Everybody wants to win and while winning isn’t everything nobody goes into a situation and says, “How do I lose?  How do I make sure that I prep myself to fail?”  A lot of careers are based on wins and losses–it’s a numbers games (that will never change). Just as a batter lines up for a pitch, you go into any recruiting situation prepared to talk to a candidate, sell him on the job, get his resume reviewed and hit it out of the park every time you send it to the manager.

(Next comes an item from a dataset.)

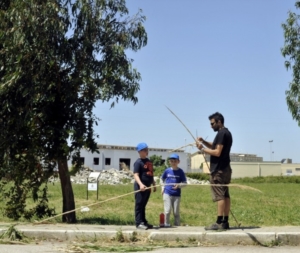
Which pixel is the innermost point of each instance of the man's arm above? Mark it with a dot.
(206, 143)
(139, 182)
(214, 152)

That being said, recruiters don’t get paid on resumes. They get paid based on the success of that resume turning into something more than just a piece of paper. So naturally it makes sense to focus on the piece of the pie that has catered to your success and results in more “wins”. However, that doesn’t happen every time. Although we try to prepare for whatever might get thrown at us and mitigate the risk, you might not always have the “perfect” position or candidate, but put a positive spin on things and look at it as a chance to get even better at what you do!

Recruiters fail a lot more than they succeed but what tends to sabotage their careers is when they focus on their frustrations, elements out of their control and the ability of others to carry out what they feel should have been their own success. Sometimes there is no logical reason why a candidate doesn’t convert to a hire; some people call it pure luck, some people call it destiny. I call it learning how to lose. The best thing you can do is move on with your head up high knowing you gave it your all.

The bottom line is this: give each opportunity 110% every time and even if things don’t work out in your favor, don’t dwell on your losses.  If you let negativity fuel your mind you’ll psych yourself out and you will never win. But learning from those moments will make you a powerhouse recruiter.